When, for technical reasons, I found I had to depart from the French, I retained the message and the rhythm (as far as I could) . I had no scruples rendering
« J’ai le goût de l’azur et du vent dans la bouche »
by the free but ‘equivalent’
“Upon my lips there is the taste of honey and of gall”

However, I pulled back from embellishing or trying to improve on the original — a continual temptation for a translator. I could not resist rendering the title Exaltation as "Life-force", but, on the whole, I think this is defensible since 'exaltation' sounds rather peculiar in English and Anna de Nolailles' epoch was that of the philosopher Henri Bergson who made 'élan vital' the cornerstone of his philosophy and certainly she exemplified it.
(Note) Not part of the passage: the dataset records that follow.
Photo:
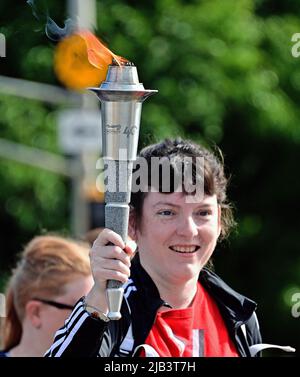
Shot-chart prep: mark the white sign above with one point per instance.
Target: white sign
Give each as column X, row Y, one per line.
column 79, row 130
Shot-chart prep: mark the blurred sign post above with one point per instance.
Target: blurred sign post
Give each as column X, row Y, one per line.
column 79, row 135
column 2, row 46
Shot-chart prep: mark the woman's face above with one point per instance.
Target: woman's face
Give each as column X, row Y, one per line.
column 176, row 238
column 53, row 318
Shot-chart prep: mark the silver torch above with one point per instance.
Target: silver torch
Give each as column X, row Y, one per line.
column 121, row 96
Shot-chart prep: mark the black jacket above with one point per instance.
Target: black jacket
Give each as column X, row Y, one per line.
column 83, row 335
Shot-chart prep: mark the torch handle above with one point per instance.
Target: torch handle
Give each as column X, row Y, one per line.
column 116, row 219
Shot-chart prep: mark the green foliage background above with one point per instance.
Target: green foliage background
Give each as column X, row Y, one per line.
column 225, row 76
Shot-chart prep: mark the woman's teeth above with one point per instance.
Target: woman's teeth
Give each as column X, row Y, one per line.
column 184, row 249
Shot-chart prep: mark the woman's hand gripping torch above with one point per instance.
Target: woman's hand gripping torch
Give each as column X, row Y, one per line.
column 121, row 97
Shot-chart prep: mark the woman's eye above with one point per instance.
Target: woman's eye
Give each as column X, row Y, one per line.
column 204, row 213
column 166, row 213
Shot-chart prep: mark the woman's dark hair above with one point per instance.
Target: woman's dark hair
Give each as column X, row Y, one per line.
column 184, row 151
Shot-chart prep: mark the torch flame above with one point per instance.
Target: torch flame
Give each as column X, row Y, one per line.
column 98, row 54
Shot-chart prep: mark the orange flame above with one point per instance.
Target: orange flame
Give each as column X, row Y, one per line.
column 98, row 54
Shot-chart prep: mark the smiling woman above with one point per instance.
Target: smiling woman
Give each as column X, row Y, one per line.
column 176, row 307
column 52, row 274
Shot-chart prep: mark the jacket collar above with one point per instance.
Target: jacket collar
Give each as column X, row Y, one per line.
column 236, row 308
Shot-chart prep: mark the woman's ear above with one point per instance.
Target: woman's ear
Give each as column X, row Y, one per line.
column 219, row 221
column 33, row 313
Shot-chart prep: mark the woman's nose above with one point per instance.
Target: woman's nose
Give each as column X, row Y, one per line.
column 187, row 227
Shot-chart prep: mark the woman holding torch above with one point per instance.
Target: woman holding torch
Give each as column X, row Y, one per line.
column 174, row 305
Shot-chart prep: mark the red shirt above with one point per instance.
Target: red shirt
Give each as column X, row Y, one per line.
column 198, row 330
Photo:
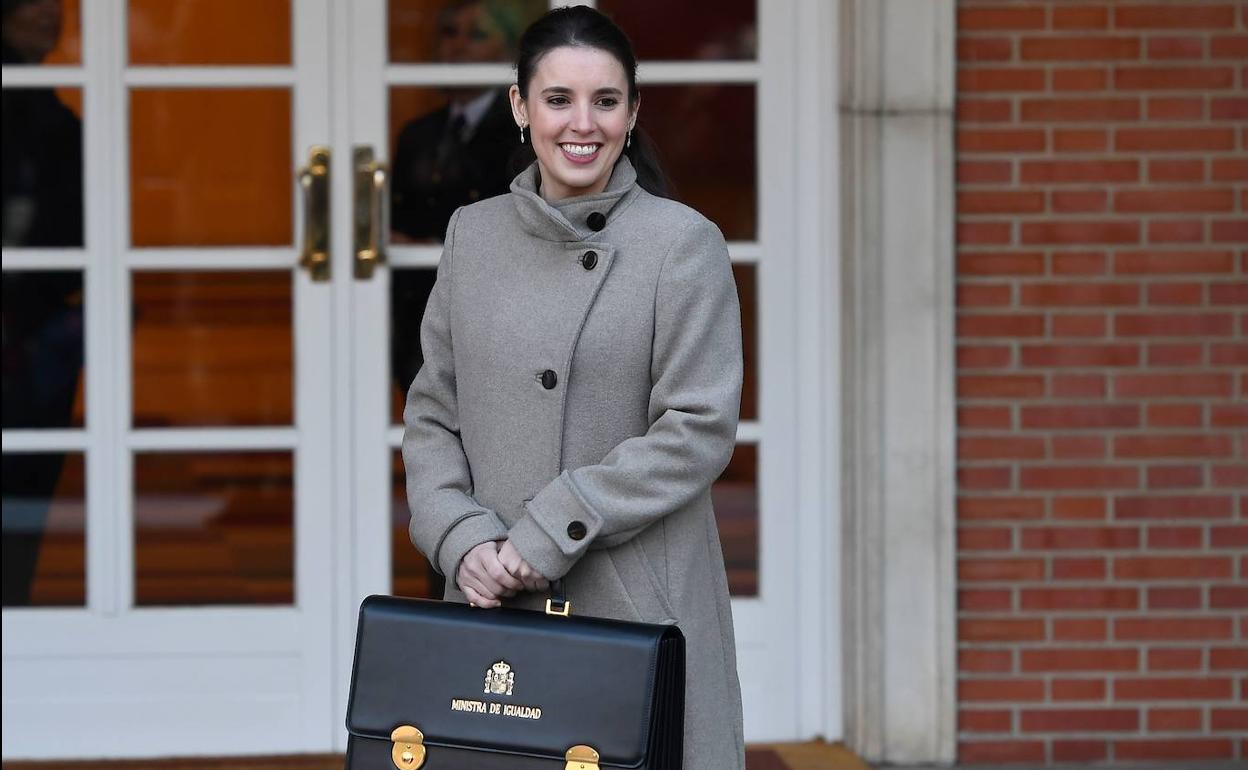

But when, at one point, I was tempted to translate

« Mon âme…est comme une pelouse où marchent des lions »
by
« I am an emerald lawn where mating lions roam »
but finally settled for
« I am an emerald lawn where mating lions roam »
This is preferable, I think, to the more literal
"My soul is a great lawn where lions roam" (which needs an extra couple of syllables anyway.
Above all I wanted to impart to the translation the insistent forward drive of the original : the poem moves to a crescendo in the penultimate verse and then dies away with the quiet but dignified and truly final ending.

Life-Force
I have the taste for what is ardent and intense,
Delirious crowds and bodies, a heroic role
In life, such bitter, acrid smells are like incense
To my tumultuous heart and my excessive soul.

From mundane tasks and cares I languish to be free,
Oh to be living now amidst the pent-up might
Of storm and spray, inhale the odour of the sea,
And breathe the morning air that silences the night.

Dawn breaks, the dazzled world returns to life again,
Birds sing, a clamour rises from the street below,
A thousand bustling noises fill my waking brain,
I am a canvas sail the wind swings to and fro.

To fill like this the days that lead towards the tomb,
Bearing a heart that’s swollen like a mellow fruit,
And leaves its juice and scent to beautify the room,
The mark of one who was in pleasure resolute.

To see spread out before me all that life can yield,
And clasp it to me fiercely like an infant boy
Hugging an unknown beast discovered in a field,
Who, ev’n when bitten, bloodstained, still is mad with joy.

To steel oneself for happiness, hand, will and eye,
Scaling the heights and depths of what the heart can bear,
To risk one’s all and the assaults of time defy,
To breathe the sparse and heady Himalayan air ;

To strive to emulate the wheeling sun and moon,
Monarch of golden day and night-time’s silvery queen,
To live like spumes of spray whipped up by a typhoon
Or like the unyielding thorn upon a wind-lashed green.

Sorrow and joy are lifelong comrades travelling home,
My heart yields always to their joint pulsating call,
I am an emerald lawn where pairs of lions roam,
Upon my lips there is the taste of honey and of gall.

And finally I celebrate that ecstasy
Of dying in full strength within the midst of strife,
Because desire exceeds my frame’s capacity,
And what I hold inside me bursts the bonds of life.